Tips of practical use:

• Decision trees tend to overfit on data with a large number of features. Getting the right ratio of samples to number of features is important, since a tree with few samples in high dimensional space is very likely to overfit.
• Consider performing dimensionality reduction (PCA, ICA, or Feature selection) beforehand to give your tree a better chance of finding features that are discriminative.
• Understanding the decision tree structure will help in gaining more insights about how the decision tree makes predictions, which is important for understanding the important features in the data.
• Visualise your tree as you are training by using the export function. Use max_depth=3 as an initial tree depth to get a feel for how the tree is fitting to your data, and then increase the depth.
• Remember that the number of samples required to populate the tree doubles for each additional level the tree grows to. Use max_depth to control the size of the tree to prevent overfitting.
• Use min_samples_split or min_samples_leaf to ensure that multiple samples inform every decision in the tree, by controlling which splits will be considered. A very small number will usually mean the tree will overfit, whereas a large number will prevent the tree from learning the data.
  • Try min_samples_leaf=5 as an initial value.
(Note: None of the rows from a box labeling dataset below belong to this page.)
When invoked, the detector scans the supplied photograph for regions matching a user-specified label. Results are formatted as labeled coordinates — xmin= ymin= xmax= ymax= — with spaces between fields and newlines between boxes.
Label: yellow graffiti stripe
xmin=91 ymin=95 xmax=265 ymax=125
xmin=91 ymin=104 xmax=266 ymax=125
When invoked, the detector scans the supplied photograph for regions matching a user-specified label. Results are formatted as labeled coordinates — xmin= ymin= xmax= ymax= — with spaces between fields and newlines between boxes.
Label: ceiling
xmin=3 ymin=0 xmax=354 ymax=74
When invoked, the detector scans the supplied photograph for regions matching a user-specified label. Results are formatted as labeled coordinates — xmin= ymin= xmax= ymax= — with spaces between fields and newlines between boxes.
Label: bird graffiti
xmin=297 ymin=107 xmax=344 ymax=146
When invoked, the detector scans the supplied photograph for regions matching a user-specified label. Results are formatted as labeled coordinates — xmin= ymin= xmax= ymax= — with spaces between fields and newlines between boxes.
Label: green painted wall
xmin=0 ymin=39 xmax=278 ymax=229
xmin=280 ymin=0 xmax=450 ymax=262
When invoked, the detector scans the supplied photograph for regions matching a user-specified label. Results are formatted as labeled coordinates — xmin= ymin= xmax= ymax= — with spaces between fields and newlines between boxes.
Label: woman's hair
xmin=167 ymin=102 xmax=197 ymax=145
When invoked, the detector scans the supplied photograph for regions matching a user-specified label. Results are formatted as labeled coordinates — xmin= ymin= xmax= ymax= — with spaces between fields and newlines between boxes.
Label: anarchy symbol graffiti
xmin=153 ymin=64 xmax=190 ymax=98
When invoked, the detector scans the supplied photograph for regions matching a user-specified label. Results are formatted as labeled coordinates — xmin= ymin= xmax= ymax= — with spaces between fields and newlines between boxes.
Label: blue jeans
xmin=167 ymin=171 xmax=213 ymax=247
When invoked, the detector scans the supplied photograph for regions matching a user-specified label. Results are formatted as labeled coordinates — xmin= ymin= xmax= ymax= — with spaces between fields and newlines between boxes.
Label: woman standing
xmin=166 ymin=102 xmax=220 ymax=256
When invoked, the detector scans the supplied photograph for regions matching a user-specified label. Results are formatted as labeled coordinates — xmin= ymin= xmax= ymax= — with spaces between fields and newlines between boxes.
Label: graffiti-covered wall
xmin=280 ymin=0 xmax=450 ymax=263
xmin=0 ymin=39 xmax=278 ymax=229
If the sample size varies greatly, a float number can be used as percentage in these two parameters. While min_samples_split can create arbitrarily small leaves, min_samples_leaf guarantees that each leaf has a minimum size, avoiding low-variance, over-fit leaf nodes in regression problems.
  • For classification with few classes, min_samples_leaf=1 is often the best choice. Note that min_samples_split considers samples directly and independent of sample_weight, if provided (e.g. a node with m weighted samples is still treated as having exactly m samples). Consider min_weight_fraction_leaf or min_impurity_decrease if accounting for sample weights is required at splits.
• Balance your dataset before training to prevent the tree from being biased toward the classes that are dominant. Class balancing can be done by sampling an equal number of samples from each class, or preferably by normalizing the sum of the sample weights (sample_weight) for each class to the same value. Also note that weight-based pre-pruning criteria, such as min_weight_fraction_leaf, will then be less biased toward dominant classes than criteria that are not aware of the sample weights, like min_samples_leaf.
• If the samples are weighted, it will be easier to optimize the tree structure using weight-based pre-pruning criterion such as min_weight_fraction_leaf, which ensure that leaf nodes contain at least a fraction of the overall sum of the sample weights.
• All decision trees use np.float32 arrays internally. If training data is not in this format, a copy of the dataset will be made.
• If the input matrix X is very sparse, it is recommended to convert to sparse csc_matrix before calling fit and sparse csr_matrix before calling predict. Training time can be orders of magnitude faster for a sparse matrix input comparedto a dense matrix when features have zero values in most of the samples.